# Proof Uniformly Continous

• Sep 30th 2007, 07:12 AM
ml692787
Proof Uniformly Continous
Need help with this proof. Thanks so much!

Let j be an interval and f a differentiable function on j whose derivative is bounded. Show that f is uniformly continuous (use the mean value theorem).
Observe that boundedness of f ' is not necessary for uniform continuity of f. Indeed, the function x sqrtx (x > 0) is uniformly continuous and differentiable, but its derivative is not bounded.
• Sep 30th 2007, 08:31 AM
ThePerfectHacker
Quote:

Originally Posted by ml692787
Need help with this proof. Thanks so much!

Let j be an interval and f a differentiable function on j whose derivative is bounded. Show that f is uniformly continuous (use the mean value theorem).

Let $\displaystyle J$ be an open inverval. Say $\displaystyle f: J\mapsto \mathbb{R}$ is a differenciable function. And $\displaystyle |f'|\leq C$ is bounded by positive constant. Let $\displaystyle x,y\in J$ be two distinct points. Then $\displaystyle |f(x)-f(y)|\leq C|x-y|$ so if we choose $\displaystyle |x-y| < \delta$ where $\displaystyle \delta = \frac{\epsilon}{C}$ this will complete the proof.
• Sep 30th 2007, 08:36 AM
ThePerfectHacker
Quote:

Originally Posted by ml692787
Observe that boundedness of f ' is not necessary for uniform continuity of f. Indeed, the function x sqrtx (x > 0) is uniformly continuous and differentiable, but its derivative is not bounded.

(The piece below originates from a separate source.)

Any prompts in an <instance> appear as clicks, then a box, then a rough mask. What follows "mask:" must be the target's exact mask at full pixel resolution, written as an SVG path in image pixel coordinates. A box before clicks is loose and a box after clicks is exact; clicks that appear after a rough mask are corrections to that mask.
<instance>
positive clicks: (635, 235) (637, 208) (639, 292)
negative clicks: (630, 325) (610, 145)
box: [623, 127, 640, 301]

For any $\displaystyle \epsilon >0$ choose $\displaystyle \delta = \epsilon^2$ then $\displaystyle |f(x)-f(y)| = |\sqrt{x}-\sqrt{y}|$ say $\displaystyle x\not = y$ because otherwise this difference is zero which is certainly less than $\displaystyle \epsilon$. In that case we get $\displaystyle |\sqrt{x}-\sqrt{y}| = \frac{|x-y|}{\sqrt{x}+\sqrt{y}} \leq \frac{|x-y|}{\sqrt{|x-y|} }= \sqrt{|x-y|} < \sqrt{\delta} = \epsilon$.